Many of you have probably noticed that this website’s most thoughtful and detailed writing over the past month has come not from me, but rather from Katherine Gressel, who wrapped up her official tenure as a Createquity Writing Fellow last week. I don’t even want to think about how many hours Katherine put into this effort, but I’m glad it’s paid off for her, because hers is now a household name among policy wonks in Australia. (See further explanation below.) I’m currently reviewing final applications for the spring 2012 Fellowship and will be announcing those decisions next week, but before we get there I want to take a moment to review and celebrate Katherine’s contributions over the past five months. As in the past, bold titles indicate a place as one of the 15 most-viewed blog posts ever on Createquity.
- The new Brooklyn Philharmonic: a “Site-Specific” Orchestra? Katherine’s examination of the Brooklyn Philharmonic’s bold season announcement placed the orchestra’s audience-centric programming within the tradition of “site-specific” visual art.
- Public Art and the Challenge of Evaluation is, by any measure, Katherine’s magnum opus for the blog (so far, anyway!). The value of public art has always been hard to pin down, but Katherine’s comprehensive treatment of the subject shows that emerging techniques may yet hold promise for this fiendishly difficult-to-measure phenomenon. On the strength of a pickup from ArtsJournal (only the third Createquity post to earn that honor) and quite a bit of incoming traffic from Australian Policy Online of all places, Public Art and the Challenge of Evaluation is now the 5th-most-read Createquity article all time and the highest-trafficked guest post ever. Clocking in at over 5,000 words, it also gives lie to the myth that people don’t have the patience to read long posts.
- Occupy and the Arts: Curating by Consensus in Lower Manhattan is the product of extensive firsthand research into the on-the-ground realities of Occupy Wall Street’s Arts and Culture Committee. The post also contains more pretty pictures than I’m liable to put up in three months, including some of Katherine’s own drawings, paintings, and photographs.

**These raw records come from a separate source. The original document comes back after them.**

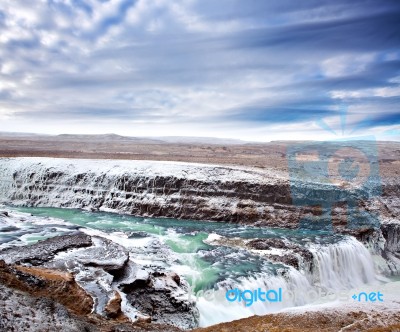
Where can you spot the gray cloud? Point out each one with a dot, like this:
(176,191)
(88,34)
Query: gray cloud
(257,63)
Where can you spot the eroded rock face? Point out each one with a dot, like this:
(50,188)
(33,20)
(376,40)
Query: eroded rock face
(53,284)
(87,273)
(23,312)
(153,296)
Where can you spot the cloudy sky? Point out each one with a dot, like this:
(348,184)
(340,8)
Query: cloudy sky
(255,70)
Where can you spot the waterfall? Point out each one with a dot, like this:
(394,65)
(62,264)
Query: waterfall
(344,265)
(337,267)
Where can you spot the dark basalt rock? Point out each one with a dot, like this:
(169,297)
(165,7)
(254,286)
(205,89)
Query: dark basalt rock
(154,297)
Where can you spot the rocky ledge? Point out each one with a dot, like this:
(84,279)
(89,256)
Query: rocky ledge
(89,276)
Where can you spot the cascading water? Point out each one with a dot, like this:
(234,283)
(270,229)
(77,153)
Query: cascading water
(338,262)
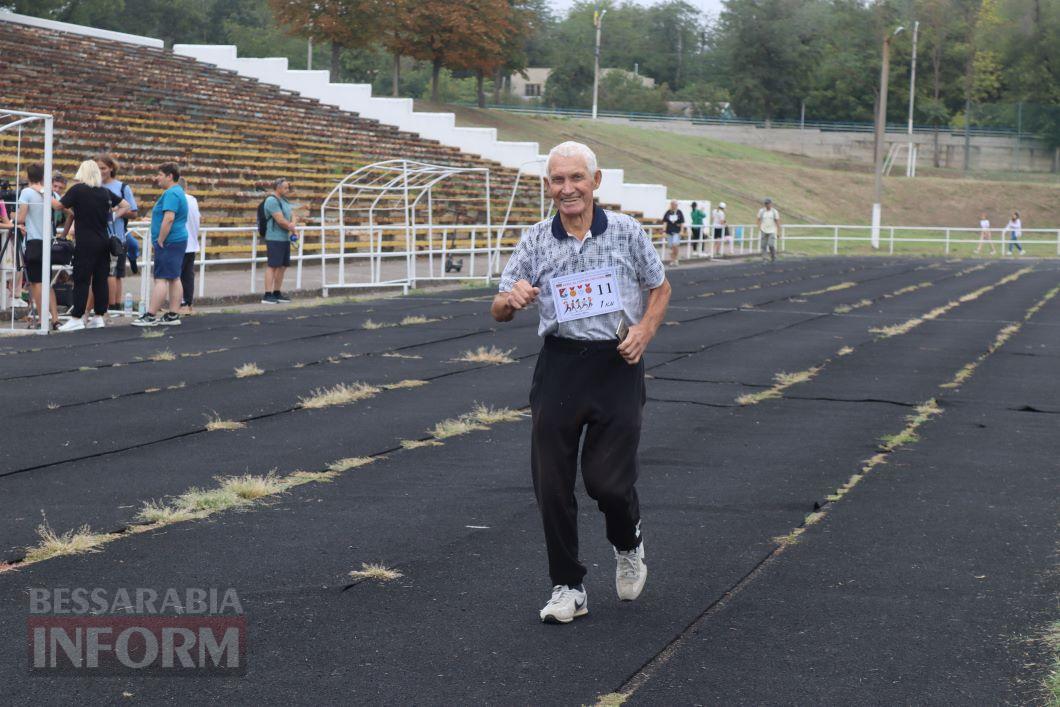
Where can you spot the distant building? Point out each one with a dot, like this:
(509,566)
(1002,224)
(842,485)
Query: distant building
(530,84)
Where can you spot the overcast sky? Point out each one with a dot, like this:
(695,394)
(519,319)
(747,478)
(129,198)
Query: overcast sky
(707,6)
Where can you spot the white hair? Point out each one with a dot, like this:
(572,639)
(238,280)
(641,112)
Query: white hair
(571,148)
(89,174)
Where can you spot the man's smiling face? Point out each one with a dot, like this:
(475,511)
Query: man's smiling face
(571,186)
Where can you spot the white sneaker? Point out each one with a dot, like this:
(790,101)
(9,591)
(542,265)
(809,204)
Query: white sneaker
(631,572)
(566,604)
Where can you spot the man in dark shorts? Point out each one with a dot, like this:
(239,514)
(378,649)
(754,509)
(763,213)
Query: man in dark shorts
(169,234)
(281,228)
(602,295)
(31,200)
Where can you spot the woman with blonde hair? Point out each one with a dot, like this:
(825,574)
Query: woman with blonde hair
(93,207)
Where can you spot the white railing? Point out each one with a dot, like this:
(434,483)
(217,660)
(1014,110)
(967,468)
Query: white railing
(1043,242)
(483,250)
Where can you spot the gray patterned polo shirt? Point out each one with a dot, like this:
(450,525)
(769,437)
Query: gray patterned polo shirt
(546,251)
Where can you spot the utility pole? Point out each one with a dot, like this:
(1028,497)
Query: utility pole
(911,156)
(1019,135)
(598,22)
(881,128)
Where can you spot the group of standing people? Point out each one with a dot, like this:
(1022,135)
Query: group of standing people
(1010,234)
(96,210)
(718,233)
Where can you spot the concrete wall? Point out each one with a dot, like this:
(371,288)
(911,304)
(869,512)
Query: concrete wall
(6,16)
(986,153)
(357,98)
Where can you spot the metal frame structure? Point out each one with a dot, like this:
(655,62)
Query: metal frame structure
(399,187)
(18,119)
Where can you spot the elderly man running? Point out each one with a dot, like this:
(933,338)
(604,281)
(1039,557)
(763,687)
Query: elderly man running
(602,295)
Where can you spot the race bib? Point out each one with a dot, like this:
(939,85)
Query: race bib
(586,294)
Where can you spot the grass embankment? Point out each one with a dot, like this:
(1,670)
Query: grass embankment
(806,190)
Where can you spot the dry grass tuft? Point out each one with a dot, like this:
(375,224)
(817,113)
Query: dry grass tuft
(375,571)
(416,319)
(790,538)
(895,330)
(207,500)
(491,416)
(755,399)
(416,444)
(340,394)
(789,379)
(369,324)
(407,383)
(216,424)
(298,478)
(455,427)
(349,462)
(158,513)
(249,487)
(248,370)
(72,542)
(484,355)
(833,288)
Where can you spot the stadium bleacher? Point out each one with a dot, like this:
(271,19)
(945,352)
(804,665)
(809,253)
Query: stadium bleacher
(232,135)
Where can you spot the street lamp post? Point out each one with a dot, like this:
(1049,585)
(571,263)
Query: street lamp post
(598,22)
(881,125)
(911,157)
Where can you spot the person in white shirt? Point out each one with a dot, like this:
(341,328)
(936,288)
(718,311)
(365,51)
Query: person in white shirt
(188,269)
(1013,230)
(769,226)
(720,230)
(985,234)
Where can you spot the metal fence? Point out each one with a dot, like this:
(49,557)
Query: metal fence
(483,250)
(831,126)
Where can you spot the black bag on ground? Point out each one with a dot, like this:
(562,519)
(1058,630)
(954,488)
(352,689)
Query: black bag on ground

- In Arts Policy Library: Investing in Creativity, Katherine takes an in-depth look at the study that launched Leveraging Investments in Creativity (LINC) along with several other initiatives designed to support individual artists. Her much briefer wrap-up post provides the highlights in short form.
Katherine has indicated that she intends to continue writing here, so you can look forward to more from her in the coming months, including a follow-up to her massive public art evaluation treatise. In the meantime, let’s all give her a big hand!